Demorou, mas o sonho se tornou realidade.
Desde a década de 1980, com o grande sucesso da missão do satélite infravermelho IRAS, os astrônomos começaram a sonhar com um instrumento que marcaria a história da humanidade.
A história é mais ou menos assim.
O satélite IRAS era um telescópio espacial destinado a observar em comprimentos de onda no infravermelho que são impossíveis de ser observados na Terra por causa da absorção desta radiação pela atmosfera. A missão consistia em mapear o céu todo em 12, 25, 60 e 100 microns. OK, observações em 12 e 25 microns podem ser feitas na superfície da Terra, mas a um custo (em termos de tempo de telescópio) proibitivo para um mapeamento desses.
A missão IRAS foi um grande sucesso, até hoje surgem publicações envolvendo seus dados. O IRAS abriu novas frentes de estudos para a astronomia moderna. Uma dessas frentes foi a necessidade de avançar as pesquisas em comprimentos de onda maiores (intermediários, entre o infravermelho e o rádio) e com resolução melhor. O IRAS, apesar de seu sucesso retumbante, carecia de uma boa resolução espacial. Em outras palavras, galáxias inteiras cabiam em um ou dois pixels da imagem.
Assim começou a ser desenhado um observatório para operar em comprimentos de onda da ordem de milímetros.
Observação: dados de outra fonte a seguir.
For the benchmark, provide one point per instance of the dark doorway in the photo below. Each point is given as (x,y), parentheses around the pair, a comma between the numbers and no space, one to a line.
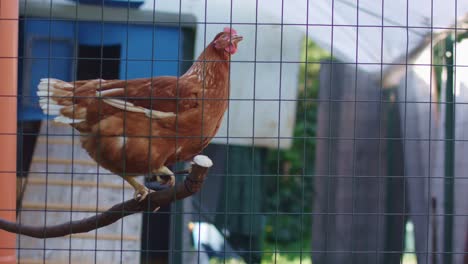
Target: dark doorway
(98,62)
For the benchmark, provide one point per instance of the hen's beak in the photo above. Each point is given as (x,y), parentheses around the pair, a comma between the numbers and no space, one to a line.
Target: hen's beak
(236,38)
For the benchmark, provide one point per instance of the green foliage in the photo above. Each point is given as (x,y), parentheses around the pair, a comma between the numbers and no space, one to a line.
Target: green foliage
(292,190)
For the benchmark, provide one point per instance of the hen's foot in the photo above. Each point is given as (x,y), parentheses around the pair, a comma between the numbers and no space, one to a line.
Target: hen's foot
(164,176)
(141,193)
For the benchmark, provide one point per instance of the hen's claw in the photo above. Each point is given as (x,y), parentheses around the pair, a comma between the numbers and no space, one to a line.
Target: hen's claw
(141,193)
(166,180)
(164,176)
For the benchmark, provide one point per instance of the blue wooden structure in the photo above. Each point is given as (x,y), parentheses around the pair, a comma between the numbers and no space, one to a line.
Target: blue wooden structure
(57,48)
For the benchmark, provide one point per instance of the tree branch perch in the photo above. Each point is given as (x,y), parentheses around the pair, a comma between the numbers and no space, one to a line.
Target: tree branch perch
(191,184)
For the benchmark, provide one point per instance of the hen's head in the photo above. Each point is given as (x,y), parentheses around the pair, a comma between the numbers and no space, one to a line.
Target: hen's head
(227,40)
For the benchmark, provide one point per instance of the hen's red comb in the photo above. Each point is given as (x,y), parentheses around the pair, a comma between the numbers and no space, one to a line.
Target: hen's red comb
(230,30)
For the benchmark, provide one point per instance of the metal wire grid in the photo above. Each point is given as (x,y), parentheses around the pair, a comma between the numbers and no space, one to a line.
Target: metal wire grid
(277,176)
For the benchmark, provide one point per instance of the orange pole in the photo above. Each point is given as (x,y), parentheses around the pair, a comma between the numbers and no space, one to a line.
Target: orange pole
(8,92)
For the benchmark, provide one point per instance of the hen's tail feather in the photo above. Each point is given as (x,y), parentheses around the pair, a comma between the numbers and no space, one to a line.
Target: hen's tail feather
(56,99)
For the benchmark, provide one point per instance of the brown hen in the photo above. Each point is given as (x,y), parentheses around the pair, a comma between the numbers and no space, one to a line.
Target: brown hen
(141,126)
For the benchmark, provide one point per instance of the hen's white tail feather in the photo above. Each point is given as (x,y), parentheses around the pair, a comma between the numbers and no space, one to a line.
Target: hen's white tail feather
(55,95)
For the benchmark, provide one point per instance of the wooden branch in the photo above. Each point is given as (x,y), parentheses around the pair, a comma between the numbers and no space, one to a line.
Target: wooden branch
(191,184)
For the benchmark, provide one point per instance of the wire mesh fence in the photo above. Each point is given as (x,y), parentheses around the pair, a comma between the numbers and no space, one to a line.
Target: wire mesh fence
(336,130)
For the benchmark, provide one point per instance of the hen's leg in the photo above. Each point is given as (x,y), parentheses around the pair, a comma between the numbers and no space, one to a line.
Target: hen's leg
(165,176)
(140,191)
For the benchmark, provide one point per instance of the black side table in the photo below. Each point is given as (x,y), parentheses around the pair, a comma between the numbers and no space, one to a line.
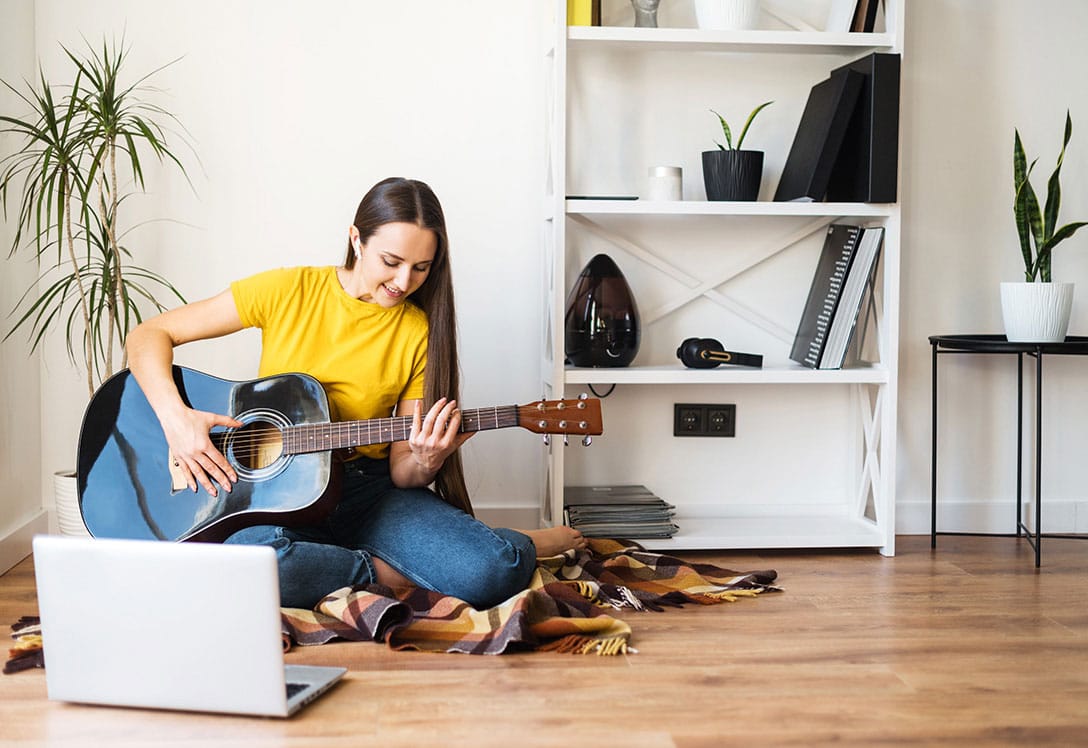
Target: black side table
(998,344)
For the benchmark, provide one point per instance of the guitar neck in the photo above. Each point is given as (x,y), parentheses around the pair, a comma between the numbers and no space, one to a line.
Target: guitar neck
(321,437)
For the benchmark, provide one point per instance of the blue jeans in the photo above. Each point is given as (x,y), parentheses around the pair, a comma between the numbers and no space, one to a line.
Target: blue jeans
(431,543)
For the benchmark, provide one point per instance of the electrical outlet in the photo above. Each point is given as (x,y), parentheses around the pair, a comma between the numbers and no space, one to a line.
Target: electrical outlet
(721,420)
(688,420)
(692,419)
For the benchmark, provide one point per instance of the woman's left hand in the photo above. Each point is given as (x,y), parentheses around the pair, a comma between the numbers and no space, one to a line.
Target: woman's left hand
(435,436)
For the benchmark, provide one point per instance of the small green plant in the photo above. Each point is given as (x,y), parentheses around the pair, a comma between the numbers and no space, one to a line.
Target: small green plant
(1038,231)
(728,133)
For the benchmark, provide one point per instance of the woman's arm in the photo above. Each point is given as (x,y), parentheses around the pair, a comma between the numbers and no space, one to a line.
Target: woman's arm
(150,348)
(413,463)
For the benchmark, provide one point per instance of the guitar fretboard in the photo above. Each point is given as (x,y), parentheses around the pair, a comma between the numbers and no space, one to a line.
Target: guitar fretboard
(320,437)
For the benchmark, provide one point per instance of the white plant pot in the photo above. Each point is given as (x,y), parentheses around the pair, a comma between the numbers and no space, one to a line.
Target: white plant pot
(1036,312)
(69,518)
(727,14)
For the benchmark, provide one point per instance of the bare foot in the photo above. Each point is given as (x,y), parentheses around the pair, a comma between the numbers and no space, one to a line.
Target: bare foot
(555,540)
(390,576)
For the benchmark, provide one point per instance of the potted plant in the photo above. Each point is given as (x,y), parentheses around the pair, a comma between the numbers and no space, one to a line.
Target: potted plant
(1037,310)
(75,164)
(730,173)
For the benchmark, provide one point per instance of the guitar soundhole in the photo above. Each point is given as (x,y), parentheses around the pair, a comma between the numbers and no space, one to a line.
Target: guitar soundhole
(257,445)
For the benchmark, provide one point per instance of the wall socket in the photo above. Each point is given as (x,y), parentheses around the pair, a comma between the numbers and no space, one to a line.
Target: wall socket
(704,420)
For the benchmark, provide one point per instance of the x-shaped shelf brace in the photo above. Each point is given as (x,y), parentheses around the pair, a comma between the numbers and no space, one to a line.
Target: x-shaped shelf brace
(743,260)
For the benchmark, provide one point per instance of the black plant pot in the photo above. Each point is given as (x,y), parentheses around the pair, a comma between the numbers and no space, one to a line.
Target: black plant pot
(602,321)
(732,175)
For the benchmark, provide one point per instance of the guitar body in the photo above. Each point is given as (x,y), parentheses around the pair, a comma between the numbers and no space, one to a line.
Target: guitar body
(125,485)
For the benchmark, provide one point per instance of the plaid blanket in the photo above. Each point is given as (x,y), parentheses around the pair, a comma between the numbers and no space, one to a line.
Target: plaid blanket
(564,609)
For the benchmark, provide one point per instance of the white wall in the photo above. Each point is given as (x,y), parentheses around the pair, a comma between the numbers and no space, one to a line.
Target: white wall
(20,394)
(295,110)
(973,73)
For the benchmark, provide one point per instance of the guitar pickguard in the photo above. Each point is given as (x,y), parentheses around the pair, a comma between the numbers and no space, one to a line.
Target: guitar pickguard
(126,487)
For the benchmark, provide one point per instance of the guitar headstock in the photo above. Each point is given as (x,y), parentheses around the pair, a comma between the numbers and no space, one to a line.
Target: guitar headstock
(579,416)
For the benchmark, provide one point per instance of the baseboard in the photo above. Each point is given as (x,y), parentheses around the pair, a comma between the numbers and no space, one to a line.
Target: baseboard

Nesse comprimento de onda, a atmosfera não dá moleza. Ela absorve radiação, bem como deforma as imagens de maneira implacável. A primeira tarefa, então, foi discutir um local afastado, seco e frio; resumindo, um deserto bem alto. Depois de alguma discussão e pesquisas de campo, decidiu-se por um sítio no Cerro Chajnantor, em pleno deserto do Atacama, Chile. Esse cerro está a meros 5.000 metros de altitude, onde a pressão atmosférica é metade da pressão ao nível do mar. Com isso, a coluna de vapor d’água sobre o observatório é muito menor, resultando em uma absorção muito menor também. A essa altitude, a temperatura também não sobe muito, garantindo que a atmosfera sofra pouca turbulência.
Ao mesmo tempo em que se discutia o melhor local, o observatório foi sendo planejado. Nesse comprimento de onda, a radiação incidente é coletada por radiotelescópios, que funcionam como telescópios ópticos. Mas esse precisava ser o melhor observatório jamais feito, por isso não seria apenas uma antena (como é chamado popularmente um radiotelescópio) mas sim um conjunto de 66 antenas operadas simultaneamente. Deste total, 54 têm 12 metros de diâmetro e as restantes têm 7 metros de diâmetro. Entretanto, essas antenas não são fixas, elas podem ser transportadas pelo sítio do observatório, espalhadas por quase 16 km no terreno do observatório. Combinando-se os dados coletados simultaneamente de todas elas, pode-se formar uma imagem tão boa quanto uma obtida por uma antena única de 16 km de diâmetro!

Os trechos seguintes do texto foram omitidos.